Je laisse à part que même les Bénédictins, en plusieurs occasions, n’ont pas été aussi austères qu’on pourrait le souhaiter ; mais il faut leur être indulgent, comme Fleury, Héfélé et tant d’autres, ils devaient tenir compte du feu ; d’ailleurs avec la pure et complète vérité le Papisme s’évaporerait et se dissiperait comme un brouillard. Aussi nous pouvons accepter comme fondées, les quelques découvertes qu’aurait pu faire Muratori sur quelques erreurs de Cave, sans chercher à les contrôler, vu la confiance que nous avons en son honnêteté. Mais d’un autre côté, prenons en considération les découvertes que Cave a faites sur les méfaits du Papisme pendant les bas-siècles. Qu’on en élimine autant que l’on peut, il en restera assez pour prononcer sa condamnation perpétuelle. Ce que nous avancions sur la peur des Bénédictins de tout dire, nous le trouvons même chez Muratori. Dans son ouvrage : Rerum italicarum scriptores, il a bien réimprimé le diario di Stefano Infessura qui dévoile tant de choses abominables de l’histoire des papes, mais il en a tronqué diverses parties qu’on lit en entier dans le Corpus scriptorum Medii Aevi de l’édition d’Eccard, autrement il eût été perdu[4].

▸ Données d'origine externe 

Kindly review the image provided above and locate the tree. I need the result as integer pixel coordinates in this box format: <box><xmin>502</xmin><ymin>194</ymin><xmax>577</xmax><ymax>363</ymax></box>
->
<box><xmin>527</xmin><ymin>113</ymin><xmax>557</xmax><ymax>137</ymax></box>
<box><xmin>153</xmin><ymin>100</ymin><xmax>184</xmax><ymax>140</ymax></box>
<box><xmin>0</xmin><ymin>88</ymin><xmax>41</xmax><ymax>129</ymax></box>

  1. Hergenrother, dans ses annotations sur la divine Mystagogie, semble ne pas avoir eu connaissance de cet ouvrage de Zernicavius, autrement il y aurait trouvé une matière pour son travail — L’évêque Macaire, dans son introduction à la théologie orthodoxe (pag. 586), fait l’observation que Dobmayer, Feuer et Liebermann se taisent complètement sur ses accusations. Est-il possible qu’aucun de ces terribles dénicheurs d’allemands n’aient rien rencontré de semblable dans ses investigations ? Cependant il ajoute que Perrone (dans ses Prælectiones vol. II, édit. Lovanii, pag. 426, not. 5) semble avoir eu connaissance de cet ouvrage de Zernicavius, de celui de Théophane Procopowitch ainsi que de celui de Falcovski, mais il n’en parle pas.
  2. Par ouvrages de grecs orthodoxes, les fauteurs du Papisme entendent dire ceux composés par des grecs qui, après les invasions et conquêtes des croisés en Orient jusqu’en ces derniers temps, ont passé au Papisme. Ils y comprennent encore ceux qui ont été forgés par des renégats et attribués à divers auteurs de renom qui n’ont rien à faire avec le Papisme. La critique a déjà démasqué ces fraudes, mais ces gens font semblant de ne rien avoir su et ils continuent comme M. Laemmer à les attribuer à des auteurs auxquels ils n’appartiennent pas. Il faudrait écrire une étude sur cela.
  3. Neminem latere potest, Sernikavium, Eugenium Bulgar et Theophanem Procopowicz multa sophismata mutuatos esse a Novatoribus recentiorum temporum, qui saepe conquesti sunt, adulteratos fuisse a Catholicis MSS. Patrum Codices, qui inique mille iniuriarum plaustra exonerarunt, ne quid sententiis, quae inter eos obtinent, quidquam illis adversi appareret. Cavei praesertim mendacia a Muratorio optime refutata Schismaticis in praeiudicia propensissimis admo, dum grata acceptaque fuerunt.
  4. Comment, en effet, eût-il pu rapporter sans crainte l’épisode suivant, qui figure dans l’édition d’Eccard ?

    Au commencement de la guerre que le pape eut à soutenir contre les Napolitains et la famille des Colonna, un peintre avait fait un tableau du camp des troupes du pape et de celui des Colonna : Sixte IV se le fit apporter, mais ayant remarqué que les siens n’y faisaient pas, selon lui, une assez bonne figure, et que l’artiste y avait introduit, comme épisode, « una femina, che… si faceva lavorare da un frate di san Francesco, » fut mécontent de cet ouvrage, et ordonna qu’aussitôt la maison du peintre fût saccagée et brûlée. — Stefano Infessura, diar, romano, apud Eccard, 1, 2, p. 1934.